We HAVE been swimming already, and we have been busy making s’mores in the evenings. We’re hoping that the weather will cooperate so that we can go peach picking for the first official day of summer. I’m dreaming of peach chutney, peach salsa, peach cobbler, and fresh peaches for mid-afternoon snacking. We’ve already stuffed ourselves silly with cherries this season – though sadly we had to buy them at the grocery store, as our local orchard lost their crop this year due to the early heat followed by a late frost.
As for my own fruit trees, it’s a mixed bag. I still have 3 cherry trees chugging along out there, growing, but very slowly. The challenge here has been deer. Three of our apple trees are HUGE and doing really, really well (though I can see that I will eventually have to break down and spray them with fungicide….ugh), and one is puttering along at its own leisurely pace. As for the peach trees – one remains. Most likely I will try and put more in this fall; I’m not giving up that easy!
My grapevines on the other hand….they are not only growing, they are THRIVING. With luck, one day I’ll be flush with concord grape jam!
This year has been a bit trying for the vegetable gardens, as well. Such a prolonged, wet, and chilly spring meant that the hot weather veggies took longer to grow, and not all of my seedlings survived. However, those that did seem to be loving the heat lately.
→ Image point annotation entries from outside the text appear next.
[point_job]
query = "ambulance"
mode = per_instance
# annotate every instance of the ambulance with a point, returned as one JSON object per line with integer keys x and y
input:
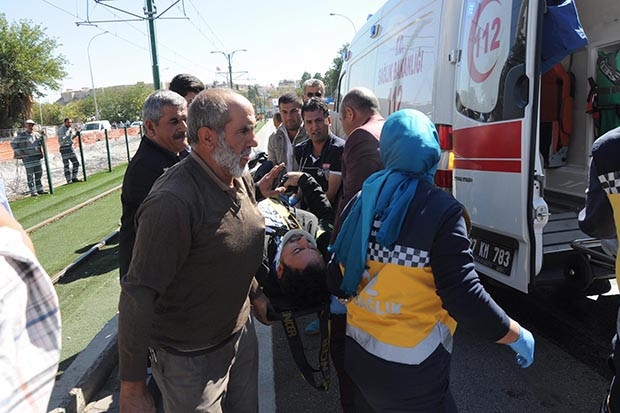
{"x": 512, "y": 87}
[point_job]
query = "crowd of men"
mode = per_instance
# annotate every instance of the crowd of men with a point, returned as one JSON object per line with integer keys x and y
{"x": 28, "y": 147}
{"x": 205, "y": 249}
{"x": 195, "y": 234}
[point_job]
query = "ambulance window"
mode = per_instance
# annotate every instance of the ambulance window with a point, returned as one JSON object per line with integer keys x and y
{"x": 493, "y": 42}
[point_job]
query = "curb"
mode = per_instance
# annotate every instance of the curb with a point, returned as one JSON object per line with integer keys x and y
{"x": 88, "y": 372}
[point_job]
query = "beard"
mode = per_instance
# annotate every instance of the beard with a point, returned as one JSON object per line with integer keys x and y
{"x": 225, "y": 157}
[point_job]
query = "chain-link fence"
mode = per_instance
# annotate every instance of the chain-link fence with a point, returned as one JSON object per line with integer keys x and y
{"x": 96, "y": 151}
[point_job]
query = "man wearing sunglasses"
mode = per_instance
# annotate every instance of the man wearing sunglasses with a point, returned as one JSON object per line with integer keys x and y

The early and generous coating of diatomaceous earth helped a bit as well, but not quite enough (we really do have quite the epidemic of squash bugs here), and I was sadly compelled to use a permethrin powder on the summer squashes. Fortunately I was vigilant and aggressive this year and I was able to apply the powder well before the flowers grew and opened, thus avoiding problems for the pollinators. As a result, we may yet have a pretty decent squash harvest.
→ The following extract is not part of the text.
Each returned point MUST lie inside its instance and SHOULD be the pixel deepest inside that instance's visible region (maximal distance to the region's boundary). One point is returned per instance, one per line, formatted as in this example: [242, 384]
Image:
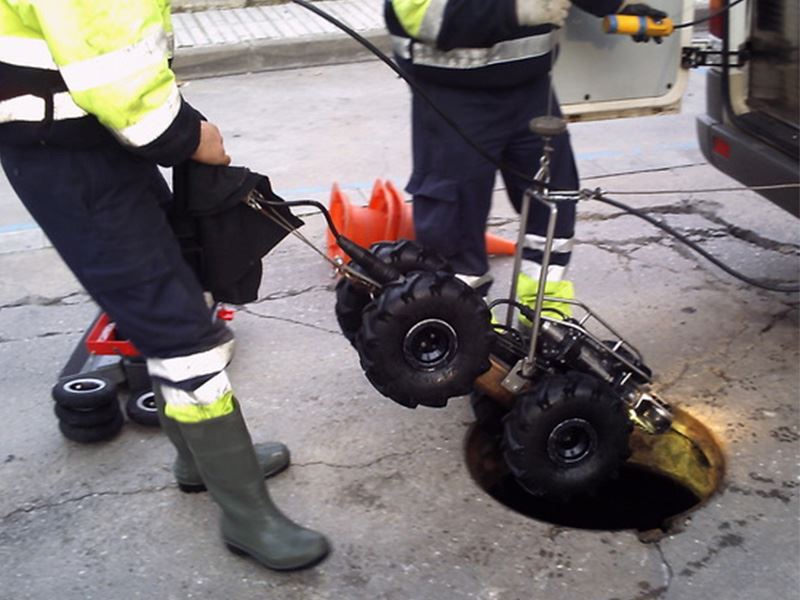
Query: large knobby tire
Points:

I planted about 32 tomato plants this year, and I have just over a dozen doing well now.
Cantaloupe sprouts!
Watermelon
Little tiny cucumbers!
Pumpkin plants as far as the eye can see!
Acorn squash!
I am amazed every time I go out to the very back garden, where all the pumpkins, winter squash, and corn are planted. It seems to quadruple every day. It’s not a well organized garden, as this year was more of an experiment to see how a garden out there would fare, but it sure it growing like mad! Next year I’ll have to spend time tilling it and spreading out the earth into more even rows.
I’m feeling really optimistic about this year’s progress. I’d better get the pressure canner ready!